The bank had actually been incorporating virtual ‘in some shape or form’ into conferences and roadshows for four years before the pandemic hit, explains O’Connor,.
And Citi did this in a number of different ways: ‘beaming’ a company into a panel at a conference if it wasn’t able to travel; virtually bringing a group lunch with a Chinese corporate in Hong Kong to investors in Sydney, Tokyo and Singapore; or in an emergency. O’Connor recalls a Japanese corporate getting snowed in in Boston, leaving her unable to make it to Toronto.
‘So we did a virtual day from the Boston hotel where she was snowed in and kept the roadshow virtual with the Toronto investor,’ he says.
That meant the bank was at least comfortable with the technology when everything was suddenly upended. ‘When the pandemic hit and the lockdowns came in around the world in the third week of March, we were in a good position to start converting everything that we did – and we had to convert everything,’ he says. ‘We had conferences taking place in four days’ time that we changed from physical to virtual overnight.’
Caroline Dawson, National Grid
A return to physical meetings In the future, O’Connor – like many – predicts a mixed approach for meetings, but says that what will hold companies and investors back from returning to fully physical meetings won’t be a fear of the pandemic. ‘There’s a big pent-up appetite for travel,’ he says. ‘Once the pandemic passes, vaccination is global and everybody feels comfortable, I don’t think people will be scared of travel.
'What will restrict travel is budgets – for investors, for the sell side in terms of organizing conferences and for corporates – and the fact that we know virtual works.’
Indeed, budgets simply aren’t what they were pre-pandemic and, despite people wanting to get back out on the road, they’ll also soon remember travel time and jet lag. O’Connor predicts a 60:40 physical/virtual split in future.
In fact, speaking in early February, Driller had already begun in-person meetings at Fisher & Paykel Healthcare. At time of writing, New Zealand had no community transmission and, while country borders were expected to remain closed until at least the end of 2021, Driller says real-life meetings with domestic investors restarted earlier this year, though he stresses the precautions the company takes, issuing visitors with an innovative Bluetooth tracking card that feeds information into the company’s own contact-tracing system.
So what has it been like seeing investors face-to-face again? ‘It’s good to see people again!’ Driller enthuses. ‘Teams and Zoom are good, because [at least] you do get to see people, but it’s the bits before and after the meeting where you develop the relationship.
‘It is hard to recreate that in a virtual environment.’
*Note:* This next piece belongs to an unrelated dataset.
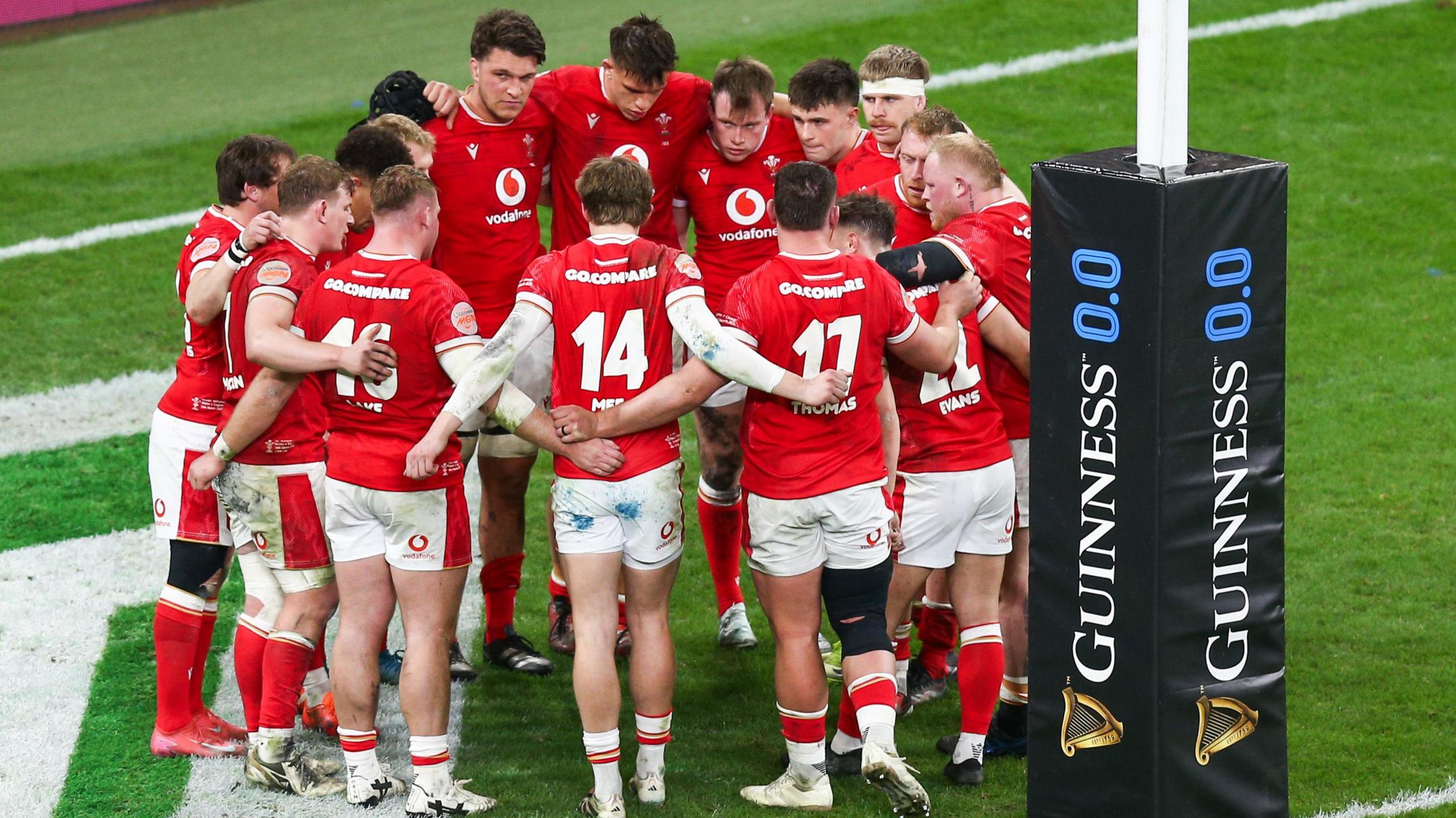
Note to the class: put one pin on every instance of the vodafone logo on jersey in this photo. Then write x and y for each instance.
(746, 207)
(510, 187)
(634, 153)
National Grid’s ESG seminar in October 2020 – held alongside the launch of its Responsible Business Charter – was such a success that the company added two ESG days to its virtual roadshow a month later and has since started a new virtual education series for investors titled ‘The Grid guide to…’
The first was held on January 21, just a week before IR Magazine spoke to Caroline Dawson, IR manager at the utilities firm. The first of the series saw six speakers, including CEO John Pettigrew, talk about the future of gas, with the opportunity for a Q&A afterwards.
‘The future of gas is an extremely popular topic,’ says Dawson. ‘Hydrogen: everybody wants to learn more about it and there were more than 500 people watching live, which is far more than we could ever get together in one room.’ The next session will see the company discuss the decarbonization of transport.
And the seminars will all remain virtual, adds Dawson: ‘Why wouldn’t they be? It’s convenient and it lets you reach far more people.’ But she does say they have to be shorter events – definitely not a full day. These are 45-minute presentations, plus a 45-minute Q&A. ‘So we’re doing shorter events, but more often,’ she concludes.